Monday, August 24, 2015

85 Born to Make the Kill

Tony blinked and then struggled to suck in a breath. The wheeze from his lungs was the same sound she had heard seconds before. His head hadn’t moved. His eyes—a mask of sadness—gazed at her.

Her body tensed, ready to leap away from his grasp but then she realized his clothes were still on fire and yet he didn’t stir to extinguish the flames. He must have broken his neck in the fall, she thought. With him paralyzed, she entertained for a moment the perfect justice it would be for him to make his way to the pit of Hell already on fire. And then she did what she couldn’t understand. She stripped off her coat, ran to him, and smothered the flames consuming his body.

“What are you doing?” Tony’s voice croaked. The damage Natalie had caused to his larynx made his words came out in a raspy broken whisper. He inhaled another wheezing breath.

She couldn’t respond. The look that met hers was that of desperation. As much as she wanted him dead, she realized he didn’t want to be alive either. She grabbed his hands and began to pull him away from the collapsing barn.

“Let me die, Natalie,” he forced out another whispered directive.

“Shut up!” she said, as she continued to pull him across the barn floor. Once they were next to the Subaru, she released him and jumped into the driver’s seat. The key ring only had five keys but she tried each one until it slid into the ignition. She turned the key and sent a quick prayer.



Special Agent Hawk stepped from black SUV and stared at the fully involved inferno before her. The sirens in the distance, the pulsating lights of emergency vehicles already on the scene and the roar of Captain Seth Parker’s helicopter twenty-five yards away didn’t register. If Natalie was inside that hellhole, all the firefighters in the county, still several minutes away, couldn’t save her now.

“Damn it,” she said as the back of the barn began to fall in on itself.



As the Subaru came to life, another thunderous sound drew Natalie’s eyes away from the ignition. The air filled with orange hail as the roof and walls crumbled. They covered the place where Tony had fallen with a cascade of glowing flame, black soot and gray smoke. The ravenous blaze ignited the loft and it too fell victim to the fire’s voracious appetite.

Through the windshield, she saw the roof over her now fully involved as well and knew within seconds it would collapse on top of Tony and the car.

“Don’t save me Natalie,” Tony’s broken voice crackled above the thrash of the snarling flames. “Save yourself. I must die. You were destined to kill me.”

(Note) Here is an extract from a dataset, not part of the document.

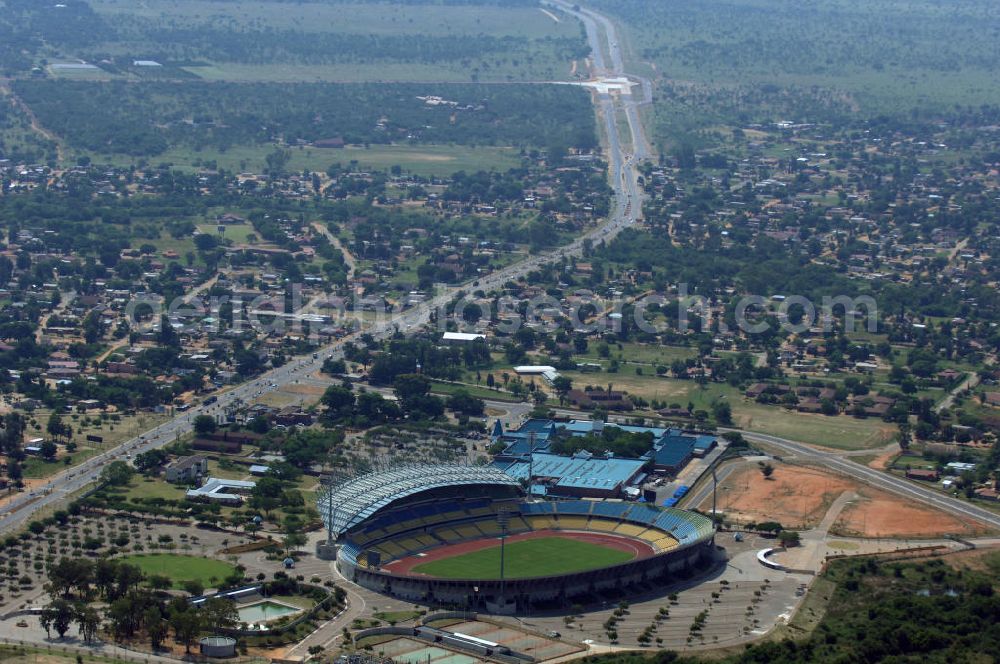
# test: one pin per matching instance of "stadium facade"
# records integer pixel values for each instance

Natalie looked at the pathetic waste lying just outside the car door and knew she could do just that without regret. This had been his plan all along. He not only wanted to die, but he wanted her to kill him. What insanity? All the destruction and terror he caused just to make her angry enough to kill him, but for what reason? Oh, he had that and so much more coming, but he manipulated this outcome. Why, she realized, she might never know.

She slammed the car door, jammed the gearshift into reverse and stomped her foot on the accelerator pedal. The car hesitated as if it too had a death wish, unwilling to the leave the halls of Hell behind. She realized the parking brake must be set and searched the compartment until she found the release.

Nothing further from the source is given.